Le diagnostic du sarcome d’Ewing est souvent tardif et peut avoir des conséquences graves.

L’histoire tragique de Kate Drummond, une jeune Anglaise de 24 ans, illustre les dangers d’un diagnostic tardif. En mai 2021, alors qu’elle travaille en télétravail, elle commence à ressentir des douleurs lombaires qu’elle attribue à une mauvaise posture. Ce n’est qu’en juillet que l’IRM révèle la présence d’une masse « grosse comme un pamplemousse » dans son bassin. Le 3 août, le diagnostic tombe : il s’agit d’un sarcome d’Ewing, un cancer osseux rare et agressif.

Les symptômes trompeurs doivent alerter sur un potentiel cancer

Ce type de cancer touche principalement les adolescents âgés de 12 à 18 ans et se manifeste souvent par des douleurs osseuses persistantes ou des tuméfactions. Dans le cas de Kate, ses douleurs lombaires ont été initialement interprétées comme une simple sciatique. Le Dr Nathalie Gaspar, pédiatre-oncologue à l’Institut Gustave-Roussy, souligne que « les hernies discales n’existent pas chez les enfants », insistant sur le fait que toute douleur sciatique dans cette tranche d’âge doit éveiller la suspicion d’une tumeur.
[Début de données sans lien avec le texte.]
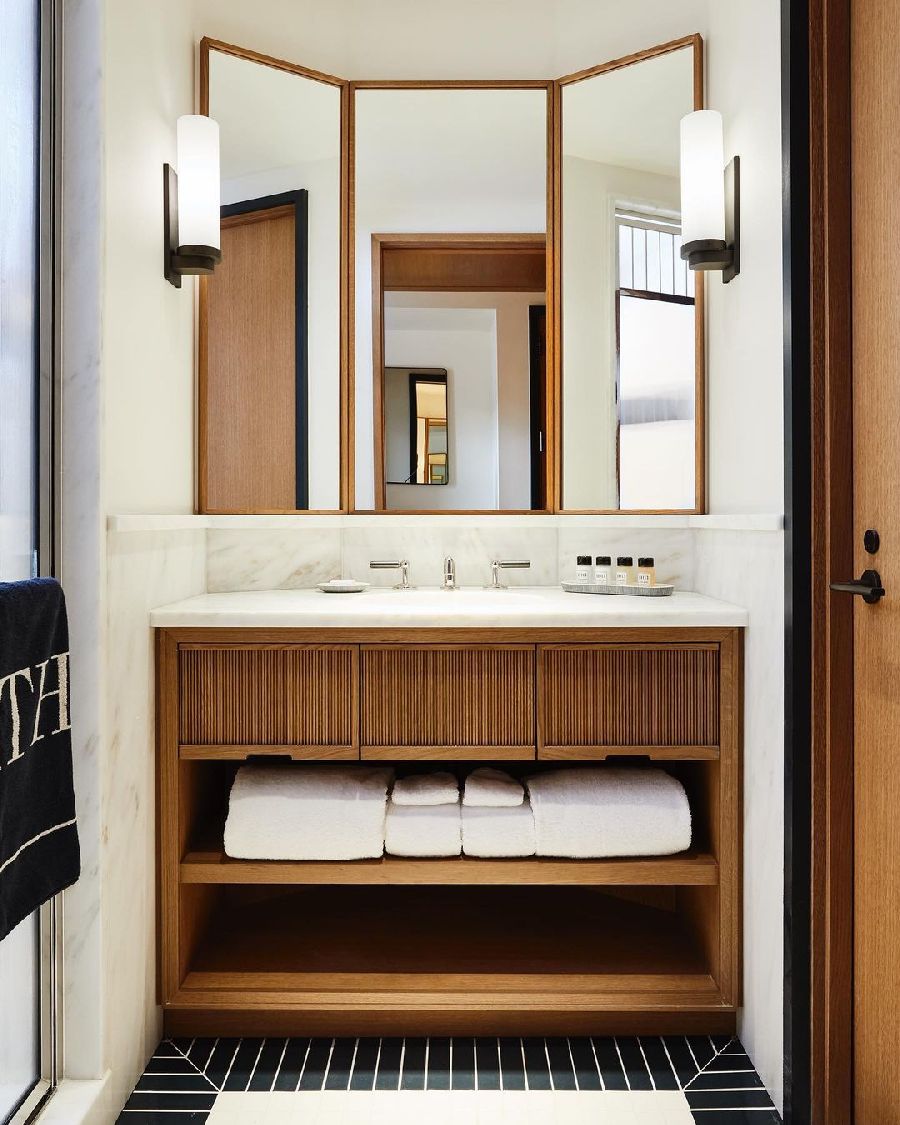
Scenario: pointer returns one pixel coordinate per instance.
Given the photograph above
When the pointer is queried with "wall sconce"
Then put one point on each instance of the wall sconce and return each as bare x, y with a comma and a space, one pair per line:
710, 197
191, 201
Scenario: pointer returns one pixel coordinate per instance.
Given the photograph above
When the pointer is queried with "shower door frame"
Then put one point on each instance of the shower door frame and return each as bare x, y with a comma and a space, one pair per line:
47, 429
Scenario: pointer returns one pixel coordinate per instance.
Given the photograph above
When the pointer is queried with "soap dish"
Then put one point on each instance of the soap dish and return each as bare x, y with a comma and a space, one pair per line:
590, 587
343, 586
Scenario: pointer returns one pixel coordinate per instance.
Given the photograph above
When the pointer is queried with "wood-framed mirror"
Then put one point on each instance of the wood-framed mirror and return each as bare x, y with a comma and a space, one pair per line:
632, 358
273, 362
383, 231
446, 177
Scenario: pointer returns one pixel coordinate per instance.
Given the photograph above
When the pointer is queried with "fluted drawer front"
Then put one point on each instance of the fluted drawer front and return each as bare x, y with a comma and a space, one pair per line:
629, 696
294, 695
452, 699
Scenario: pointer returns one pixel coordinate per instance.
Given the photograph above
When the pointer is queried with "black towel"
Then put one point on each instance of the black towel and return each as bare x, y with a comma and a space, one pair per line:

Le traitement du sarcome d’Ewing nécessite une approche combinée

En France, entre 100 et 150 nouveaux cas sont diagnostiqués chaque année. La maladie présente un risque élevé de métastases au moment du diagnostic ; près d’un tiers des patients présentent déjà des atteintes pulmonaires ou osseuses secondaires. Le traitement inclut généralement une chimiothérapie néoadjuvante pour réduire la masse tumorale suivie éventuellement par une chirurgie conservatrice. Selon les spécialistes, « la survie à cinq ans dépasse 80% pour les formes localisées sans métastases », mais ce chiffre chute sous la barre des 30% si des métastases extrapulmonaires sont présentes.

Adopter une attitude proactive face aux signes corporels est essentiel

Son message vise à rappeler qu’aucune douleur persistante ne doit être considérée comme banale et incite chacun à être attentif aux signaux envoyés par son corps.

  • Sarcome d’Ewing : cancer rare touchant surtout les adolescents (12-18 ans)
  • Sensibilisation aux douleurs osseuses persistantes chez les jeunes
  • Importance du diagnostic précoce pour améliorer le pronostic
  • N’hésitez pas à consulter en cas de symptômes inhabituels

Note de prudence :

Consultez toujours un professionnel en cas de doute sur votre santé et évitez l’automédication. Les informations présentées ici ne remplacent pas un avis médical qualifié.